Last week Harry wrote about the Sunday Telegraph story on council-owned property, which is worth £250 billion and costs £100 billion a year to maintain. He made the very good point that there is land and property that councils should look to sell. Why should councils own pubs or shops? I've heard that a council owns a garage that performs MOTs too, which one of our grassroots activists is investigating. Harry even mentioned a while ago that his council, Hammersmith and Fulham, once owned a launderette.
A report by the Westminster Sustainable Business Forum (WSBF), led by Matthew Hancock MP, made a range of recommendations about local government estate management, including reducing asset lists by 20-30 per cent and handing control of property management to one central department in the council. The report is good stuff. It makes clear that although the money gained from sales is a one off, the reductions in running costs gained by merging services into fewer buildings will save money in the longer term too.
And some coucils have begun to realise that there are huge savings to be made by using real estate more efficiently and downsizing. I met with councillors at Birmingham town hall who told me that they are aiming to reduce the number of buildings that the council runs its operations in from over 50 to 10. That they had quite so many in the first place is revealing, but it's good that they're looking to scale back and the savings could be big. Suffolk council realised an instant £1.6 million saving by implementing service co-location and property cooperation.
But the obvious first step is for councils to conduct a full inventory of what they own. They should be doing this anyway as part of maintaining their Asset Register but it seems that some councils' information is too disparate. Councillors have told me as much; when they entered office they realised that their council didn't seem to have the basic asset ownership information that it so obviously should. Once that's done, only then can they address the types of issues outlined in the WSBF report. With a full inventory, they can then answer questions about the condition of their assets, their value, and whether they should own it at all.
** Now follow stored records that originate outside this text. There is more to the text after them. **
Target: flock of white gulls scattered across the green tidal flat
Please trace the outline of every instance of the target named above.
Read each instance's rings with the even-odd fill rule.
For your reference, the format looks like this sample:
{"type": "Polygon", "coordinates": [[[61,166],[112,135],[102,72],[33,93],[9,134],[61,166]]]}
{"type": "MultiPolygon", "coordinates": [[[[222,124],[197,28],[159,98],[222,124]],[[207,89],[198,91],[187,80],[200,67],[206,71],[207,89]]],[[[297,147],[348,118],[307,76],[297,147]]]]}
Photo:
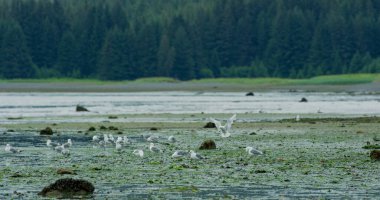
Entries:
{"type": "MultiPolygon", "coordinates": [[[[231,118],[227,120],[227,122],[222,125],[222,123],[214,118],[210,118],[210,121],[215,124],[215,127],[219,133],[219,135],[222,138],[227,138],[231,136],[230,130],[232,127],[233,122],[236,120],[236,114],[234,114],[231,118]]],[[[299,120],[299,116],[297,116],[297,121],[299,120]]],[[[152,153],[163,153],[162,149],[157,147],[155,143],[158,142],[159,137],[152,135],[147,138],[145,138],[147,142],[149,142],[149,151],[152,153]]],[[[177,139],[174,136],[169,136],[167,138],[167,141],[170,143],[175,143],[177,142],[177,139]]],[[[103,136],[99,135],[94,135],[92,137],[92,143],[93,143],[93,148],[103,148],[104,150],[107,147],[112,147],[115,148],[117,152],[121,152],[123,150],[124,146],[128,146],[131,144],[130,139],[127,136],[120,137],[118,136],[115,138],[112,134],[103,134],[103,136]]],[[[46,141],[46,146],[51,148],[52,150],[64,155],[64,156],[69,156],[70,155],[70,147],[73,145],[72,140],[68,139],[66,143],[60,144],[51,141],[48,139],[46,141]]],[[[6,152],[10,153],[20,153],[21,150],[17,149],[15,147],[12,147],[10,144],[7,144],[5,147],[6,152]]],[[[253,148],[253,147],[246,147],[245,151],[248,153],[248,155],[262,155],[263,152],[253,148]]],[[[144,157],[144,150],[143,149],[135,149],[132,152],[134,155],[139,156],[139,157],[144,157]]],[[[190,156],[191,159],[204,159],[204,157],[198,153],[196,153],[193,150],[190,151],[185,151],[185,150],[176,150],[171,157],[172,158],[181,158],[181,157],[186,157],[190,156]]]]}

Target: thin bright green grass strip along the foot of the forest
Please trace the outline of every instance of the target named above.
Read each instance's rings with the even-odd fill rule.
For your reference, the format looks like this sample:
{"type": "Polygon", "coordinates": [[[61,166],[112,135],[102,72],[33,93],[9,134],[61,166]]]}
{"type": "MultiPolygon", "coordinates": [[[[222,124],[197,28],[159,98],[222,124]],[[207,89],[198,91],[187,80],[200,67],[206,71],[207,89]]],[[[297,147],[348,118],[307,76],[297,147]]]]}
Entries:
{"type": "MultiPolygon", "coordinates": [[[[126,84],[126,83],[177,83],[169,77],[140,78],[134,81],[103,81],[98,79],[49,78],[49,79],[1,79],[0,83],[85,83],[85,84],[126,84]]],[[[309,79],[289,78],[207,78],[187,81],[190,83],[223,83],[244,85],[348,85],[380,82],[380,74],[324,75],[309,79]]]]}

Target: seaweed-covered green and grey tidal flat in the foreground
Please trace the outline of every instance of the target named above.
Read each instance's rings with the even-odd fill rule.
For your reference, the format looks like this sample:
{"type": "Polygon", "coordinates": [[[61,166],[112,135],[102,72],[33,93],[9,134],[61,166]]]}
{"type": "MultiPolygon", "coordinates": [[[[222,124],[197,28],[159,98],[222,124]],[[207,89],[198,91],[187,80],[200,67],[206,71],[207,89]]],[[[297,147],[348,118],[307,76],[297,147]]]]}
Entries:
{"type": "MultiPolygon", "coordinates": [[[[107,116],[101,122],[11,123],[0,131],[0,196],[35,199],[37,193],[64,178],[94,184],[90,198],[215,198],[215,199],[365,199],[380,196],[380,162],[370,159],[363,147],[378,144],[379,118],[313,114],[281,120],[284,114],[238,114],[232,135],[221,138],[216,129],[203,128],[209,116],[226,119],[230,114],[152,114],[107,116]],[[120,118],[149,118],[118,122],[120,118]],[[191,120],[189,120],[191,119],[191,120]],[[41,136],[51,127],[54,134],[41,136]],[[100,130],[104,126],[106,129],[100,130]],[[109,127],[118,130],[109,130],[109,127]],[[89,131],[94,127],[95,131],[89,131]],[[151,128],[157,130],[151,130],[151,128]],[[131,143],[117,152],[114,146],[93,148],[92,136],[128,136],[131,143]],[[148,135],[158,136],[163,153],[149,152],[148,135]],[[173,135],[176,143],[169,143],[173,135]],[[71,155],[63,156],[46,146],[46,140],[73,140],[71,155]],[[206,140],[215,150],[199,150],[206,140]],[[10,143],[22,150],[4,151],[10,143]],[[245,147],[264,152],[249,156],[245,147]],[[143,158],[132,154],[143,149],[143,158]],[[204,160],[189,156],[171,158],[175,150],[195,150],[204,160]],[[73,174],[57,174],[58,169],[73,174]]],[[[63,117],[61,117],[63,118],[63,117]]],[[[33,121],[33,120],[32,120],[33,121]]],[[[64,121],[64,120],[63,120],[64,121]]]]}

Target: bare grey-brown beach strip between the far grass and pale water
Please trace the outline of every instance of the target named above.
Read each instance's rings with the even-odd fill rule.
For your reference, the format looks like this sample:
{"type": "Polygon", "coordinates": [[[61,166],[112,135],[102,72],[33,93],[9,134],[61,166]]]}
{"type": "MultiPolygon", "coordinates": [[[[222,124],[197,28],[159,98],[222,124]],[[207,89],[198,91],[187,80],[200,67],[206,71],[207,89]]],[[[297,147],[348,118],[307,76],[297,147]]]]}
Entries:
{"type": "Polygon", "coordinates": [[[192,92],[380,92],[380,83],[344,85],[270,85],[236,83],[31,83],[0,82],[0,92],[154,92],[154,91],[192,91],[192,92]]]}

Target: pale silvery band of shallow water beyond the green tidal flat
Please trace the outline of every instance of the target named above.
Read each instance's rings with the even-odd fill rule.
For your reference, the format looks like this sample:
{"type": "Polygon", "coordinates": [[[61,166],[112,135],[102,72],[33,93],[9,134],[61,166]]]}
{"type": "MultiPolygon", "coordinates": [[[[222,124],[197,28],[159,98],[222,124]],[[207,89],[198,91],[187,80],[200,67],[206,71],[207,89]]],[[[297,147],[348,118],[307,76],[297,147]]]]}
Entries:
{"type": "MultiPolygon", "coordinates": [[[[380,95],[349,93],[0,93],[0,123],[16,123],[22,118],[77,116],[77,122],[99,122],[96,115],[146,113],[297,113],[380,114],[380,95]],[[299,100],[306,97],[308,103],[299,100]],[[83,105],[91,112],[75,112],[83,105]]],[[[31,121],[28,119],[29,122],[31,121]]],[[[128,119],[118,119],[127,121],[128,119]]],[[[60,120],[62,121],[62,120],[60,120]]],[[[66,121],[70,121],[66,118],[66,121]]]]}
We can't have a sensible debate about what decisions councils make without full information. It's not desirable for central government to simply tell councils to sell some property, and even the suggestion in the WSBF report of trimming back by 20-30 per cent won't actually mean too much until taxpayers can see a full list of the assets involved. These decisions shouldn't be taken without proper scrutiny and debate. Then we can start working to make savings, and deliver lower council tax.